Posted Jun 21, 2008 at 9:36 PM | Permalink

Re #26 Anthony

I’m battling combind EvID ad Vundo on Vista just know, so I know what crashes mean. (Anyone help? Vista and the anti-virus people have not cracked it yet).

Never mind the last email becaue I’ve made some progress in mapping UHI in Melbourne. It was done by BoM som years ago, I know the name of the then project leader and I am in the process of asking for the results.

Motivation is to add more ROW to USA data. Australia has lots of high quality station data. Do you have the CD of 1,200 stations with daily recording starting as early as 1860s? If not I’ll try to get you one. It’s the least I can do to reward yor time, persistence, skill and diligence. I’ve been waiting for the present term of staellite temps to lengthen and be de-contraversialised because then you can do better comparisons.

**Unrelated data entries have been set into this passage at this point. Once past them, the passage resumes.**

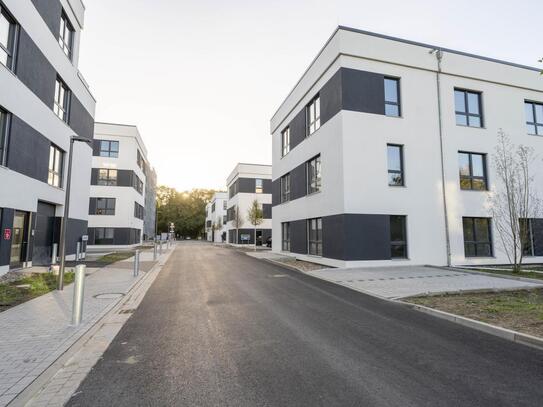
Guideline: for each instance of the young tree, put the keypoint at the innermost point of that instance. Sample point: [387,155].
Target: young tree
[514,200]
[255,216]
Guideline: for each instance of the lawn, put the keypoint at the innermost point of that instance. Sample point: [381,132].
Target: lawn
[517,310]
[34,285]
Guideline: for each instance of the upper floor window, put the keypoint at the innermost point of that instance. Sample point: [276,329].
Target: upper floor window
[534,117]
[472,168]
[313,115]
[107,177]
[62,100]
[56,164]
[109,148]
[395,165]
[259,186]
[66,36]
[285,188]
[392,97]
[314,177]
[468,108]
[285,142]
[7,38]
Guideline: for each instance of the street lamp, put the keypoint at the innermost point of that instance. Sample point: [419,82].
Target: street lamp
[64,221]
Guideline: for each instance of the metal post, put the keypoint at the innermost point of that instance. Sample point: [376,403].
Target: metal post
[79,288]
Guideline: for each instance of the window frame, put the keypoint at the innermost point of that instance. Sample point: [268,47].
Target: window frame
[467,114]
[472,177]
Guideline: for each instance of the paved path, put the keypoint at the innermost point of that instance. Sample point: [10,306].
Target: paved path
[34,334]
[219,328]
[399,282]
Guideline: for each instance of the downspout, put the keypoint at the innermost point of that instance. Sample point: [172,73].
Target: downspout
[439,57]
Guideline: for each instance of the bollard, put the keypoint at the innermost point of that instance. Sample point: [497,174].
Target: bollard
[137,263]
[79,288]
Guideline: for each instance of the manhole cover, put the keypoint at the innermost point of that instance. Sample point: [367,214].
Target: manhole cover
[108,296]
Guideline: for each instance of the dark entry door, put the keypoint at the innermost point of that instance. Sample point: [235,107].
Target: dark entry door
[44,234]
[19,239]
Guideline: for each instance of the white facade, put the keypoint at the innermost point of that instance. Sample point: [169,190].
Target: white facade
[119,220]
[352,144]
[245,184]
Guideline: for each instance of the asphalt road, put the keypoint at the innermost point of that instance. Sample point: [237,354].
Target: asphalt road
[219,328]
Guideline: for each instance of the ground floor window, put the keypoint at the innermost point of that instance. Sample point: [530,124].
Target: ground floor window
[285,235]
[477,237]
[314,236]
[398,237]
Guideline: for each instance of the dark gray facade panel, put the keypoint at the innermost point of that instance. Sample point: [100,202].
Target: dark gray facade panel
[28,151]
[40,81]
[50,11]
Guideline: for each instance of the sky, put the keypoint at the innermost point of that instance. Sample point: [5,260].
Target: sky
[201,79]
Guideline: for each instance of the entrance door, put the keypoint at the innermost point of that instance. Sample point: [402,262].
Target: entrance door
[19,239]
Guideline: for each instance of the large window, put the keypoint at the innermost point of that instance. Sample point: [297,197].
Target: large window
[8,30]
[468,108]
[105,206]
[285,188]
[314,177]
[398,237]
[395,165]
[285,142]
[477,237]
[314,236]
[107,177]
[313,116]
[62,100]
[392,97]
[534,117]
[56,164]
[66,36]
[285,237]
[472,169]
[109,148]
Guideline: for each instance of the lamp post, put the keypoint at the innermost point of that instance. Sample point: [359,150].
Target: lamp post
[64,221]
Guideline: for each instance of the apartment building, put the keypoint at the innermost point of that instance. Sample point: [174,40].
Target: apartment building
[44,100]
[216,230]
[117,192]
[247,183]
[382,153]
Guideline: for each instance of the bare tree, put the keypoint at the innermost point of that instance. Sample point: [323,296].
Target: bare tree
[255,216]
[514,201]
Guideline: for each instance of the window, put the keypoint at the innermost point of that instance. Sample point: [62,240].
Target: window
[313,116]
[314,181]
[285,142]
[105,206]
[62,100]
[468,108]
[472,168]
[66,36]
[56,163]
[109,148]
[285,237]
[398,237]
[314,236]
[534,117]
[392,97]
[259,188]
[107,177]
[395,165]
[477,237]
[285,188]
[8,31]
[103,235]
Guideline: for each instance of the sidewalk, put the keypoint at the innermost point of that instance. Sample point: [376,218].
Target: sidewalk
[35,334]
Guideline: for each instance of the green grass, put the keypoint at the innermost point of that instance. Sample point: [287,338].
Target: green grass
[40,283]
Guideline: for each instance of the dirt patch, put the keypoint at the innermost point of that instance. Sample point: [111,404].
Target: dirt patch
[520,311]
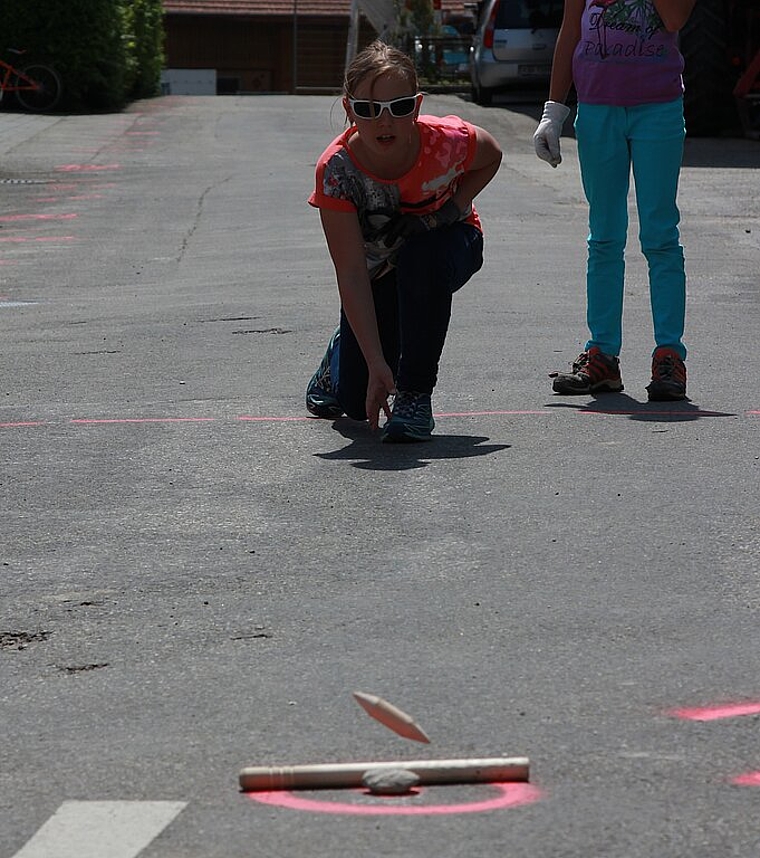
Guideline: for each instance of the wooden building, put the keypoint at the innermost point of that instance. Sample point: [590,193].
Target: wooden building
[285,46]
[262,45]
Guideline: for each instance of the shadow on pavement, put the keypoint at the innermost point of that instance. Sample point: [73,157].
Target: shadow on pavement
[367,452]
[620,404]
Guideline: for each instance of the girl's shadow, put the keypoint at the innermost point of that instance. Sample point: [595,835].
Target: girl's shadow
[625,406]
[367,452]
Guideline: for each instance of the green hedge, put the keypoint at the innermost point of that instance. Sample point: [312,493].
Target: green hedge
[107,52]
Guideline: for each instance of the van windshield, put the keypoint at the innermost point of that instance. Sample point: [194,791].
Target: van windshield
[529,14]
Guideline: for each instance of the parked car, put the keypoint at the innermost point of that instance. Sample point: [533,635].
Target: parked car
[445,55]
[513,45]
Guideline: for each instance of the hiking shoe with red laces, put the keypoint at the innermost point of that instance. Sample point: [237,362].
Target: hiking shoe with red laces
[668,376]
[593,372]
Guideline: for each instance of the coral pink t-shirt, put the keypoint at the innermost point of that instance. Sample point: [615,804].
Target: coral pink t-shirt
[447,148]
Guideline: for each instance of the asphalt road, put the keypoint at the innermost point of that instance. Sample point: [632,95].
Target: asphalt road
[195,577]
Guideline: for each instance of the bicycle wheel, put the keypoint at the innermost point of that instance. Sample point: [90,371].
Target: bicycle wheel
[47,88]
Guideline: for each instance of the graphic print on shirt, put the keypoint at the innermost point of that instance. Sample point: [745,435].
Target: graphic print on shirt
[627,18]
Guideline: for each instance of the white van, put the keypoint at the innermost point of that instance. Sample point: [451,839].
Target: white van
[513,45]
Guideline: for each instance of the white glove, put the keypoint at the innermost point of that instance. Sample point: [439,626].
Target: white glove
[546,136]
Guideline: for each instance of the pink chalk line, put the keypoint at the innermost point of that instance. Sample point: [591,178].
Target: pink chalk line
[747,779]
[86,168]
[715,713]
[88,420]
[9,218]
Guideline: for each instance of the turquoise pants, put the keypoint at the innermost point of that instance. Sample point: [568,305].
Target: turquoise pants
[611,140]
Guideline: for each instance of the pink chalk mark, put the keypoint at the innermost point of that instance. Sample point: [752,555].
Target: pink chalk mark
[510,795]
[248,419]
[86,168]
[715,713]
[87,420]
[747,779]
[13,218]
[38,238]
[489,413]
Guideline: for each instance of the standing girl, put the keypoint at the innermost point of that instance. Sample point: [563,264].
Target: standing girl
[623,57]
[395,195]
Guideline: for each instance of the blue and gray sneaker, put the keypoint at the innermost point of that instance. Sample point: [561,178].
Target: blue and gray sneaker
[411,419]
[321,399]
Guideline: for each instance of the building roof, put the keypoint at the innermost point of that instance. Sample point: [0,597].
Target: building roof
[257,8]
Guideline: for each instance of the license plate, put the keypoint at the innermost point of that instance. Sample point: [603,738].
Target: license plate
[543,70]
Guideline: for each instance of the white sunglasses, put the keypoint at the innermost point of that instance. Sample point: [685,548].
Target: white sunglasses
[397,107]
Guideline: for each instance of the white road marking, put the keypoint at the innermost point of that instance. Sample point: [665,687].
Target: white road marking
[96,829]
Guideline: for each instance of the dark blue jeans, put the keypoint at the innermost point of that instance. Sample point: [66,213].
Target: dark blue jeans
[413,308]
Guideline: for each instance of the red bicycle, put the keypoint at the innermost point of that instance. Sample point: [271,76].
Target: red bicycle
[37,87]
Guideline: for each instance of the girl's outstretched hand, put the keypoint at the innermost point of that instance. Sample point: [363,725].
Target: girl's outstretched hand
[380,386]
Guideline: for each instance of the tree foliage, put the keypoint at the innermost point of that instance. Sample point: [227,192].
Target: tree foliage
[107,52]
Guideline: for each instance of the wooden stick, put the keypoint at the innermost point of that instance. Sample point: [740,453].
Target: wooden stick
[338,775]
[391,716]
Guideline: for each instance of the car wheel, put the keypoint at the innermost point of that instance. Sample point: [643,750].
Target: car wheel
[482,95]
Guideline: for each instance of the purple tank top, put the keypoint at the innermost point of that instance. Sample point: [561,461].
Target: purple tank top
[625,55]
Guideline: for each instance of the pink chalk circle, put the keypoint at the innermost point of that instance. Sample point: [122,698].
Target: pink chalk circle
[509,795]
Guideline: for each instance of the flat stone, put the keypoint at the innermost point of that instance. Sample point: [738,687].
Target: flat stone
[390,781]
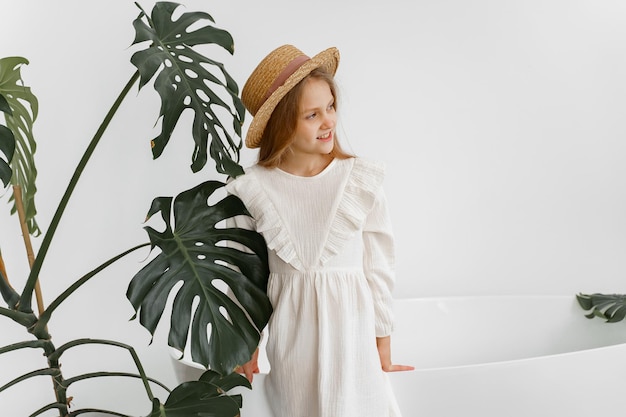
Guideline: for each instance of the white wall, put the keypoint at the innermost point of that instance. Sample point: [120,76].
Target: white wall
[502,124]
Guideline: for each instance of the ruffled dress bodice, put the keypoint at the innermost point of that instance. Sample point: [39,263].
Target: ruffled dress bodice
[331,275]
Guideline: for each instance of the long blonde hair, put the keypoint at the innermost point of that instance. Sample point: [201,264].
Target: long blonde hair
[281,126]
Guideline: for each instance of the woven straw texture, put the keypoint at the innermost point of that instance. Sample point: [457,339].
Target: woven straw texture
[272,68]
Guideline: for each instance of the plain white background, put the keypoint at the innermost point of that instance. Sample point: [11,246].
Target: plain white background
[501,123]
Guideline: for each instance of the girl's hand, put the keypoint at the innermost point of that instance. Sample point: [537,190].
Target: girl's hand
[251,367]
[384,352]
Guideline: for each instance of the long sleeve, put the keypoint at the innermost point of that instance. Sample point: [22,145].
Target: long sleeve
[379,263]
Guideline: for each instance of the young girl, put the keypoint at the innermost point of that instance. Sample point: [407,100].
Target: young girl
[324,217]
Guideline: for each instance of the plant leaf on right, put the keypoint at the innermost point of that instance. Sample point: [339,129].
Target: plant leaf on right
[610,307]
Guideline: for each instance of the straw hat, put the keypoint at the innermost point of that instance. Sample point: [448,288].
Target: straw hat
[273,78]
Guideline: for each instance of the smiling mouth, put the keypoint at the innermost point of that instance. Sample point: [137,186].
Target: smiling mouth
[326,136]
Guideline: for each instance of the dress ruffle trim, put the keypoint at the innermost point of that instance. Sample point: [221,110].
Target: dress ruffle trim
[356,202]
[358,198]
[248,188]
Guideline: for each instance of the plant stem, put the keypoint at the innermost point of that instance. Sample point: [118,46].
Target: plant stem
[26,298]
[19,204]
[47,314]
[54,357]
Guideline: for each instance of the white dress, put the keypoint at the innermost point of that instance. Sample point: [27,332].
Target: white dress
[331,258]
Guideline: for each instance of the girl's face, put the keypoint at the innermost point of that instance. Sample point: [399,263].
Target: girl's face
[317,119]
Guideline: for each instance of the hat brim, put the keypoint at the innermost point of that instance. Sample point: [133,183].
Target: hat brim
[329,59]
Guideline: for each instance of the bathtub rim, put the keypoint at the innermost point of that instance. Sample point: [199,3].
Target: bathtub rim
[174,354]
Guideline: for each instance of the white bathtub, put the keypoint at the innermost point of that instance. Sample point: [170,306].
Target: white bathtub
[511,356]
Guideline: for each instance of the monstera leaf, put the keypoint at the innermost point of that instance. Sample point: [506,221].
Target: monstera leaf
[20,107]
[610,307]
[202,256]
[185,81]
[203,398]
[7,145]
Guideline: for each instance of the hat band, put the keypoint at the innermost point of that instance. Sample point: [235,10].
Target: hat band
[286,73]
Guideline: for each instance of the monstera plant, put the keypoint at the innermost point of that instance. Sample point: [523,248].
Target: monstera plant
[609,307]
[193,247]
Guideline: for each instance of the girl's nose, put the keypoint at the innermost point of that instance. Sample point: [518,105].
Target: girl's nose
[330,119]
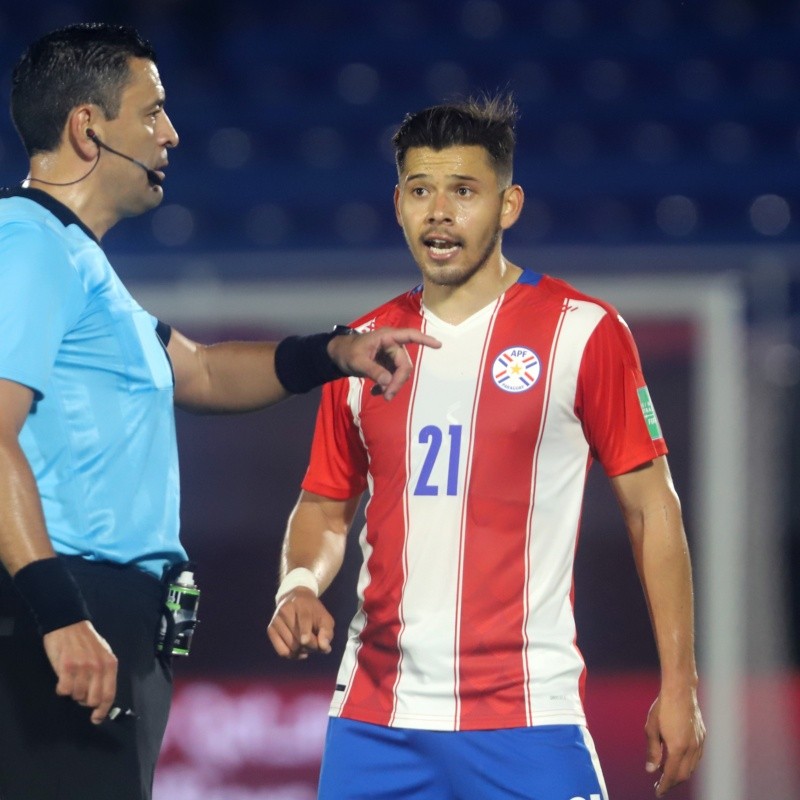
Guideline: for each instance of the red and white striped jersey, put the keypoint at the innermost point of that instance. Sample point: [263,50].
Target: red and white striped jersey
[476,474]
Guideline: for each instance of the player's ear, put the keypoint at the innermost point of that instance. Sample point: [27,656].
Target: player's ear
[513,200]
[397,206]
[81,119]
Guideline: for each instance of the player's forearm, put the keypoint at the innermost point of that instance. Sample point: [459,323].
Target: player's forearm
[232,377]
[316,537]
[662,557]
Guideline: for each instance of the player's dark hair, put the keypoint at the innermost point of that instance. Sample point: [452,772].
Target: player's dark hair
[486,121]
[83,63]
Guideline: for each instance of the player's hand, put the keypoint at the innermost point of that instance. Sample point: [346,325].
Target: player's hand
[84,665]
[300,624]
[379,355]
[675,735]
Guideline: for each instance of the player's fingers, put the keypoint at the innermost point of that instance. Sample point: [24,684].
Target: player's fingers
[304,627]
[102,693]
[412,336]
[325,633]
[282,637]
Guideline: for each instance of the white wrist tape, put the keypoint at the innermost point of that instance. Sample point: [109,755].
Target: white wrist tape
[299,576]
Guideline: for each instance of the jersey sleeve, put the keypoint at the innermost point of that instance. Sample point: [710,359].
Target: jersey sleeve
[613,402]
[338,463]
[41,299]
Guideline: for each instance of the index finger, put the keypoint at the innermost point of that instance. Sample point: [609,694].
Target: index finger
[412,336]
[108,690]
[677,768]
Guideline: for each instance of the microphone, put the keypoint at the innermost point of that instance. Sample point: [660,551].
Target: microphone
[153,178]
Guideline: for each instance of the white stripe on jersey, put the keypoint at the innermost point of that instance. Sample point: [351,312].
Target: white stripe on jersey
[553,661]
[430,613]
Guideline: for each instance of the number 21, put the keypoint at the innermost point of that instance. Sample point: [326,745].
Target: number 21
[433,436]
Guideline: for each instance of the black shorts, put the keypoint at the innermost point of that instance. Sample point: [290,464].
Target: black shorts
[49,749]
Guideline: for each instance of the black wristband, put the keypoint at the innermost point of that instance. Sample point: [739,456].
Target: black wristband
[302,362]
[52,594]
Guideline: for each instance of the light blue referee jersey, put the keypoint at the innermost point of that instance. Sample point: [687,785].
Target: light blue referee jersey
[100,436]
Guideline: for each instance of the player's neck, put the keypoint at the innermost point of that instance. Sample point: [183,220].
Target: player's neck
[455,303]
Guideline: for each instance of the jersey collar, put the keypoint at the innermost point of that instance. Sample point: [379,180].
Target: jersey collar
[55,207]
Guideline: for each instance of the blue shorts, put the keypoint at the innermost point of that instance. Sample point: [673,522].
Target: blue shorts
[545,762]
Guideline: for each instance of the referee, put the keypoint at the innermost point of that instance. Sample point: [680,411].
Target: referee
[89,487]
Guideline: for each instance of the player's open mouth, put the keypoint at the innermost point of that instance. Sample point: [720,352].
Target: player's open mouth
[441,248]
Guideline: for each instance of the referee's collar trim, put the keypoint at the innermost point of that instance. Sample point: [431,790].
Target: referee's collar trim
[64,215]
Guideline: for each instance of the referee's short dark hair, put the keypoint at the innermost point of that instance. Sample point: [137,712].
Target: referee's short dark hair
[82,63]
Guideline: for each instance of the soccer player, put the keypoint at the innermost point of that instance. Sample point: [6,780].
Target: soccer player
[88,464]
[461,677]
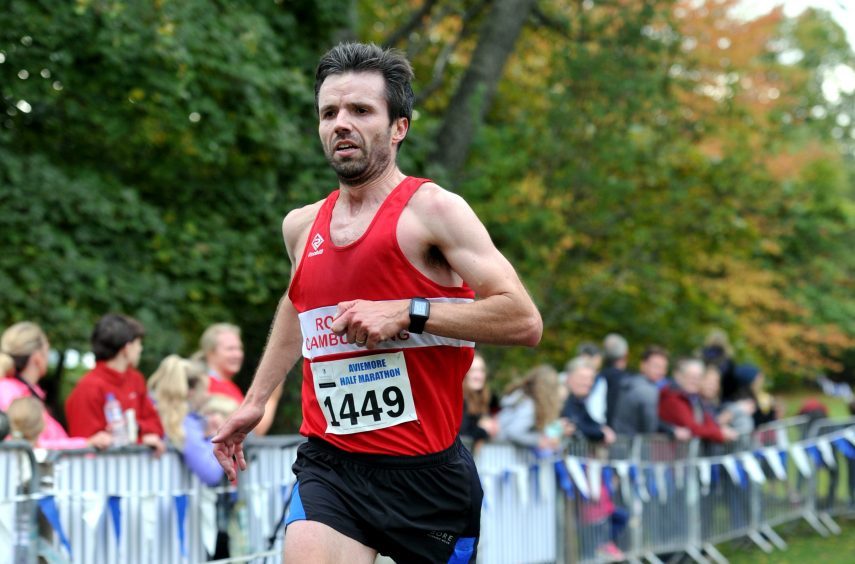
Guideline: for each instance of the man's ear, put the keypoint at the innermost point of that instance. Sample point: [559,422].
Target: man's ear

I also have a paper on surveying the Earth including data on satellite errors (unpub). About 12 pages of .pdf. Shall I send it or are you still having bug problems?

sherro1@optusnet.com.au
Jeremy

Posted Jun 24, 2008 at 11:21 AM | Permalink

Here’s my question: Why was the decision made to *replace* old temperature data collection methods with MMTS? Wouldn’t it have been smarter to have a period of 10-20 years where both old and new systems were run in parallel for verification purposes? It seems that data would be very very useful, even if taken using older methods.